Israel’s “start-up nation” brand extends to agri-tech, where it has a substantial head start on other countries in researching and applying cannabis for medical purposes, he said.

“I would suggest that since Canada is at the forefront of financing these deals, I would expect that companies in Israel would look to Canada to take them to the next level,” Posen said.

“There are some companies out there trying to position themselves as the Starbucks of marijuana once it becomes legal,” he said.

What’s more, Posen suggests, there are Israel-based companies interested in listing on the TSX Venture Exchange or the Canadian Securities Exchange to raise capital to fund their growth.

Sidney Himmel, an independent financial adviser with a specialty in science-based industries, said Canada is one of the world’s most advanced countries when it comes to delivering the medicinal benefits of marijuana on a controlled, standardized basis and in terms of financing, research and distribution.

He credits Canada’s advanced state of legalization and destigimatization, making the industry more acceptable for stockbrokers and banks.

Meanwhile, Israeli companies are looking at marijuana “in terms of classic drug development.”

Such approaches and the ability to provide medicine in accurate doses and strengths is necessary before most doctors will be comfortable prescribing medication derived from botanicals such as cannabis, Himmel said.

All that should lead to more collaboration.

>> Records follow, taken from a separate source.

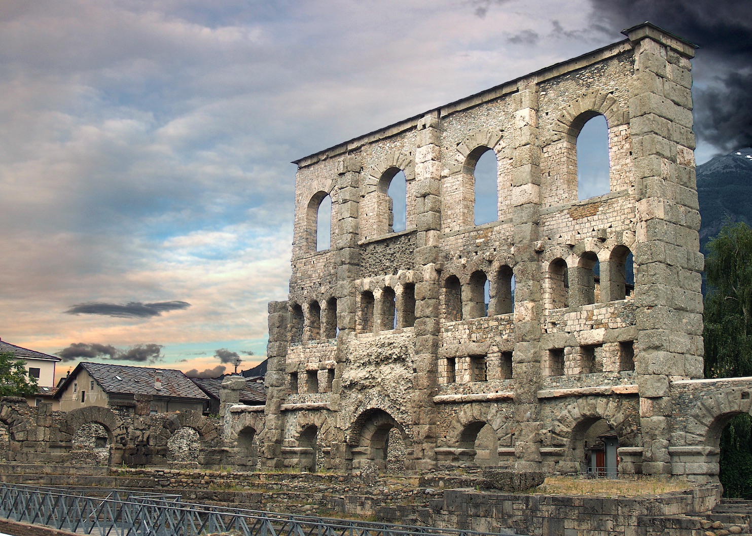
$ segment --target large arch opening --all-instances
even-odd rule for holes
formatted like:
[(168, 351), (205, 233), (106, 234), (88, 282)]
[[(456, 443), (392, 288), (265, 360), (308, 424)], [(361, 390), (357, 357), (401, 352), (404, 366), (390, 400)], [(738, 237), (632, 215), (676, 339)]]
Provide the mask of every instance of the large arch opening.
[(201, 436), (190, 426), (181, 426), (167, 440), (167, 462), (180, 466), (197, 467), (201, 453)]
[(468, 156), (472, 165), (474, 181), (474, 223), (476, 226), (499, 220), (499, 161), (489, 147), (478, 147)]
[(409, 468), (407, 435), (386, 411), (374, 409), (364, 412), (356, 419), (352, 433), (357, 435), (357, 447), (353, 449), (353, 468), (369, 463), (389, 472)]
[(617, 478), (619, 474), (619, 438), (605, 419), (588, 417), (572, 432), (572, 460), (580, 472), (590, 477)]
[(577, 192), (580, 200), (611, 191), (608, 124), (605, 116), (590, 112), (577, 136)]
[(112, 435), (99, 422), (86, 422), (76, 430), (71, 440), (72, 463), (108, 465)]
[(569, 307), (569, 277), (566, 262), (554, 259), (546, 274), (548, 304), (551, 309)]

“I believe there will be more ties between Canadian and Israeli companies,” Himmel said. “Canada has the capital markets to fund such developments and Israel is doing the research, which costs a lot of money, so we’ll see more investments.”

Those links will likely be magnified as more and more Canadian investors see the potential for expanding medical marijuana into the broader recreational sphere, he added.


Over at MedReleaf, ties between Canada and Israel are well established. The privately held company has more than a dozen products in its lineup, with more than one-third based on “Israeli genetics” whose seeds originated in Israel, said CEO Neil Closner.

Some even bear their Israeli names, which in turn were based on their original patients. Eran Almog is one. Avi Dekel is another strain, which provides anti-inflammatory benefits without side effects associated with marijuana, like getting high.

Closner said one of the challenges for companies like his is convincing doctors that marijuana is a legitimate treatment option. More and more physicians are choosing it, and for some, the fact the meds originate in Israel adds a layer of credibility. “Israelis are known as innovators and thought-leaders, so doctors are amenable to accepting that it’s a good innovation,” Closner said.

Like other new medical marijuana producers, MedReleaf “started at zero,” Closner said. Today, he reckons it’s Canada’s largest company in the sector, based on revenue.

Growth prospects are apparent. In addition to the company’s 55,000-square- foot headquarters, of which 30,000 square feet are reserved for plants, a 210,000-square-foot plant-growing facility is currently under construction.

Closner credits MedReleafs’ ties with Tikun Olam for helping spur growth, which he said is running at 10 per cent per month.

International expansion is on Closner’s radar.

“Canada has the opportunity to become the leader of medical research into medical marijuana,” he said.

With its know-how and financial resources, the potential is sky-high.

“If we do it properly, we have the opportunity to be global leaders,” Closner said.